Yeh that worked out really well for the last two platforms who tried it…
Microsoft produced apps that no one used because they were horrible on all devices. Apple conceded defeat and we have different interfaces on each device class.
The recent "scaling down" of Linux Gtk+ apps also encompasses "diferent interfaces". Look at some of the convergence examples, and you'll see all sorts of widgets merge, move around and disappear behind "alternate" views as window sizes shrink, then come back as the windows enlarge again. It's a fully responsive interface that merges both styles of interaction seamlessly.
A certain $2tn+ company can't manage to pull that off and actually has different interfaces for each platform. We're making some big assumption that responsive interfaces actually work and don't push poor compromises on all users at the end of the day.
This is another UX death march like flat interfaces without cues and mystery meat.
Apple conceded defeat and we have different interfaces on each device class.
Apple hasn't conceded defeat. Every release of MacOS becomes more and more like iOS. Apple keeps releasing tools, such as Catalyst, to make it easier for iOS developers to get their apps to run on MacOS. Apple is very much pursuing convergence between iOS and MacOS, to the latter's detriment.
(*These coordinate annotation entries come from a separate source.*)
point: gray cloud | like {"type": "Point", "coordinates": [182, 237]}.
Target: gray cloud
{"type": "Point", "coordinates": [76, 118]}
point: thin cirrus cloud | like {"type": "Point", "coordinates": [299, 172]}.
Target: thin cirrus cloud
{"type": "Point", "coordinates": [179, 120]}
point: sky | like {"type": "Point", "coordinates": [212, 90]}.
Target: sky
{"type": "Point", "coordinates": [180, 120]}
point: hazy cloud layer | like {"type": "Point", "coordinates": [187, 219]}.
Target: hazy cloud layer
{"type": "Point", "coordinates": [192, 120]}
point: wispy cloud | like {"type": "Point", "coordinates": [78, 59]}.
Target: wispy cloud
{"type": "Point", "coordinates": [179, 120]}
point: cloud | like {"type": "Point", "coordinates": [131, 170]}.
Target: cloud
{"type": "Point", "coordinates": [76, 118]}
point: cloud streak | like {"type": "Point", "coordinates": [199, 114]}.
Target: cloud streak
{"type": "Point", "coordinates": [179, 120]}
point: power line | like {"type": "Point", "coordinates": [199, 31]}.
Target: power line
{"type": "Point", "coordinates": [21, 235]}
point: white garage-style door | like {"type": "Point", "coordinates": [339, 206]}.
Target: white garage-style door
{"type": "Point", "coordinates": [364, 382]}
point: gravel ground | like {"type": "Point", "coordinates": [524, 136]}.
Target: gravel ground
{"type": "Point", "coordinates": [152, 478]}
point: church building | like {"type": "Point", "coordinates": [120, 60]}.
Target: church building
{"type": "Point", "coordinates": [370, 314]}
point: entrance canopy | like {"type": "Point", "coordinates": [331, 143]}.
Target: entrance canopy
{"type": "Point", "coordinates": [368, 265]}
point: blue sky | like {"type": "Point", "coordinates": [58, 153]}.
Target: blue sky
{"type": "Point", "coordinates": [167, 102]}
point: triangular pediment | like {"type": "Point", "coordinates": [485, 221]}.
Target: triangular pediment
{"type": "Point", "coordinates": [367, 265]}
That's exactly the problem! There's this idea that, if we automate the 80%, developers will do the last 20%, and we'll end up in a land of milk and honey, where mobile apps scale up their information density and rearrange their UIs to suit the high precision pointing devices and large screens that come with desktops and laptops.
In practice that never happens. Developers make their mobile app, use the automated tool to make it into 80% of a desktop app, hit the publish button and proudly advertise, "Hey, look, we have a desktop app now!"
Maybe it's fine for Apple and Google to ruin their desktop UIs like that. Maybe they don't care, or, more likely, they think that catering to the vast majority of users who are on mobile is an acceptable tradeoff for alienating the few of us who still prefer desktops as their primary computing device.
Linux doesn't have to tread the same path but there's no one behind it all waving a big stick when they go off track. Which is why we end up in a fragmented half baked mess every damn time and why I'm sitting here on a mac after 20 years of being promised linux on the desktop
I just run them with unit scaling. The digitizer is accurate enough, especially if you live an OSK window open and stick to keyboard shortcuts. I prefer the extra screen realestate.